Mit einem kostenfreien Probeabo stemmt sich die ABDA-Tochter Avoxa gegen den Niedergang der Neuen Apotheken Illustrierte (NAI) – und startet einen Angriff auf die Apotheken Umschau. Ab sofort können Apotheker, die noch kein Abo haben, 100 kostenfreie Exemplare je Ausgabe beziehen. In den letzten Jahren kämpfte die NAI gegen massive Ansehens- und Auflageverluste.
„Ja, wir bestellen garantiert kostenfrei und unverbindlich die Neue Apotheken Illustrierte für sechs Monate. Wir erhalten je Ausgabe 100 Hefte mit Extra-Rätselseiten und auf Wunsch mit unserem individuellen Firmeneindruck“, heißt es in der in der Pharmazeutischen Zeitung gedruckten Werbung. Apotheker müssen nur ein Kreuzchen setzen und das Probeabo ist gebucht. Außerdem haben Abowerber damit begonnen, Apotheker per Telefon direkt anzusprechen. Das Abonnement endet nach sechs Monaten und verlängert sich nicht automatisch, sichert die Werbung zu, „es gibt keine versteckten Kosten oder Gebühren – garantiert.“
Im Kleingedruckten steht zu lesen, dass das Angebot nur für diejenigen Apotheken gilt, die die NAI noch nicht abonniert haben. Auch eine Verrechnung innerhalb eines bestehenden Abos sei nicht möglich. Gemeint ist damit der Wechsel zwischen den unterschiedlichen Ausgaben. Das Angebot gilt nur für Apotheken innerhalb Deutschland.
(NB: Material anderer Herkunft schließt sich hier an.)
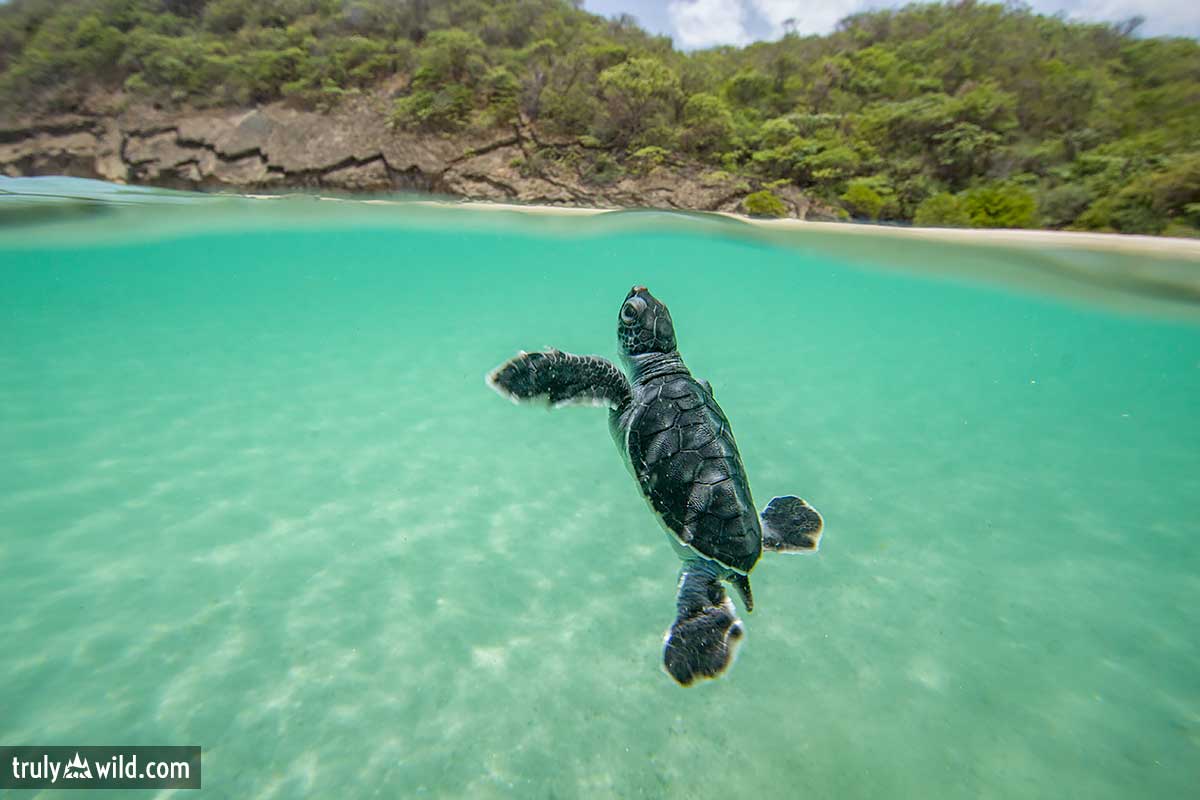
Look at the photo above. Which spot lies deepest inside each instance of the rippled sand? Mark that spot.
(257, 498)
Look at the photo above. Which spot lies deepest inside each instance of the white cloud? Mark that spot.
(808, 17)
(1163, 17)
(705, 23)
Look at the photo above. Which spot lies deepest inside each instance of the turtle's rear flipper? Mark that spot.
(559, 378)
(791, 525)
(706, 633)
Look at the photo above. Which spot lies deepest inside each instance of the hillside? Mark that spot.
(965, 114)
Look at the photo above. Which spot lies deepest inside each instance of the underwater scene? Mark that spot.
(258, 497)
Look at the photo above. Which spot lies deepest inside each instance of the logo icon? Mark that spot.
(77, 768)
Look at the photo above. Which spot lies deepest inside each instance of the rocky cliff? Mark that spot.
(275, 148)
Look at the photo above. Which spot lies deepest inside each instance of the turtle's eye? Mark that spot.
(631, 310)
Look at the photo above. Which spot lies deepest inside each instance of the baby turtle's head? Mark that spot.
(645, 324)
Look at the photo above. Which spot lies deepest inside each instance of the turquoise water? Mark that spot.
(257, 497)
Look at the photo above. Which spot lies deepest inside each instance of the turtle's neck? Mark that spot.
(648, 366)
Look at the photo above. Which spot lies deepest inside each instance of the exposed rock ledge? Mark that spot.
(353, 150)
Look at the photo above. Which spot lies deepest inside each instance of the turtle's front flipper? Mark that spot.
(562, 379)
(705, 636)
(791, 525)
(742, 583)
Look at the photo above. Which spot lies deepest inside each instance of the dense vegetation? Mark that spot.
(941, 114)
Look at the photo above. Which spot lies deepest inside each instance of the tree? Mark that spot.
(640, 94)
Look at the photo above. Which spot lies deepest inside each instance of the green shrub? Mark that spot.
(862, 200)
(1000, 205)
(765, 203)
(942, 211)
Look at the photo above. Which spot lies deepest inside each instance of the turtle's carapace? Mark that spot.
(681, 450)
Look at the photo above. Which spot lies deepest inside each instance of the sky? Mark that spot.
(705, 23)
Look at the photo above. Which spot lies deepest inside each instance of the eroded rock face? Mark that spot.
(353, 150)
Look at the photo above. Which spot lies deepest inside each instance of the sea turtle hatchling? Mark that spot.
(681, 450)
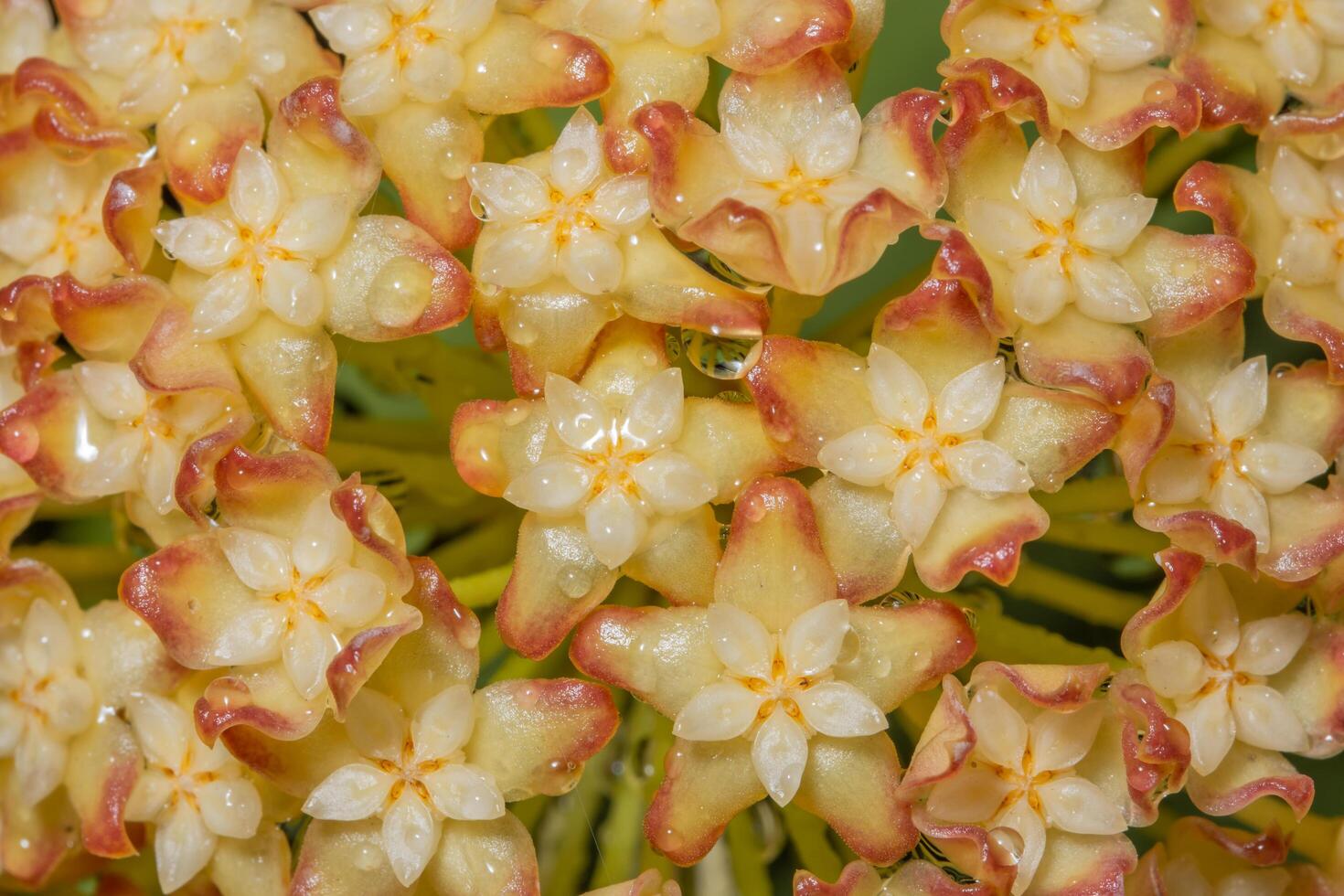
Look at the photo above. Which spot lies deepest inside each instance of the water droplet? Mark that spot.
(400, 292)
(720, 357)
(1006, 845)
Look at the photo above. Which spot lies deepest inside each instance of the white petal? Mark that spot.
(578, 417)
(112, 389)
(780, 755)
(306, 652)
(614, 527)
(443, 724)
(968, 402)
(230, 807)
(987, 468)
(1040, 289)
(1281, 466)
(1080, 806)
(509, 194)
(839, 709)
(251, 637)
(740, 641)
(866, 455)
(1265, 719)
(672, 483)
(228, 305)
(411, 837)
(1001, 228)
(898, 391)
(351, 793)
(465, 793)
(1298, 187)
(1174, 667)
(557, 486)
(260, 560)
(163, 730)
(1047, 185)
(369, 85)
(323, 540)
(183, 845)
(1241, 501)
(256, 189)
(969, 797)
(577, 155)
(1211, 732)
(812, 641)
(1269, 645)
(48, 644)
(1062, 739)
(349, 597)
(720, 710)
(1240, 398)
(1000, 731)
(623, 203)
(915, 503)
(1105, 292)
(1109, 226)
(314, 226)
(199, 242)
(1062, 74)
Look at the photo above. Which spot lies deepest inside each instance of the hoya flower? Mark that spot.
(1054, 242)
(795, 189)
(296, 594)
(191, 793)
(661, 51)
(1032, 782)
(1249, 57)
(1085, 66)
(1227, 472)
(617, 473)
(1197, 856)
(777, 687)
(928, 446)
(265, 272)
(411, 790)
(571, 243)
(1247, 675)
(96, 429)
(1287, 214)
(420, 71)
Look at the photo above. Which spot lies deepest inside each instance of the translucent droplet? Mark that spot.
(400, 292)
(720, 357)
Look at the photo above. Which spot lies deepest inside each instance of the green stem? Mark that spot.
(1074, 595)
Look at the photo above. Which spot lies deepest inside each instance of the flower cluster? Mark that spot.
(300, 594)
Pro Monat gibt es zwei Ausgaben von jeweils knapp 500.000 Exemplaren. Kostenfrei angeboten wird das „Mittelklasse“-Produkt der NAI mit Extra-Rätselheft. Bezogen werden kann auch NAI pur oder als Premiumversion NAI mit TV-Programm. Eine ganzseitige Anzeige kostet 19.900 Euro.
Das Einzelheft kostet in der Basisvariante ohne Rätsel und TV-Programm 21 Cent, das Heft mit Rätselteil kostet 30 Cent pro Exemplar, die NAI mit TV-Programm 34 Cent. Ab 200 Exemplaren sinken die Preise. Der Versand mit Trans-o-flex kostet ab 4,40 Euro pro Lieferung. Beim Branchenprimus Apotheken Umschau liegen die Heftpreise deutlich darüber.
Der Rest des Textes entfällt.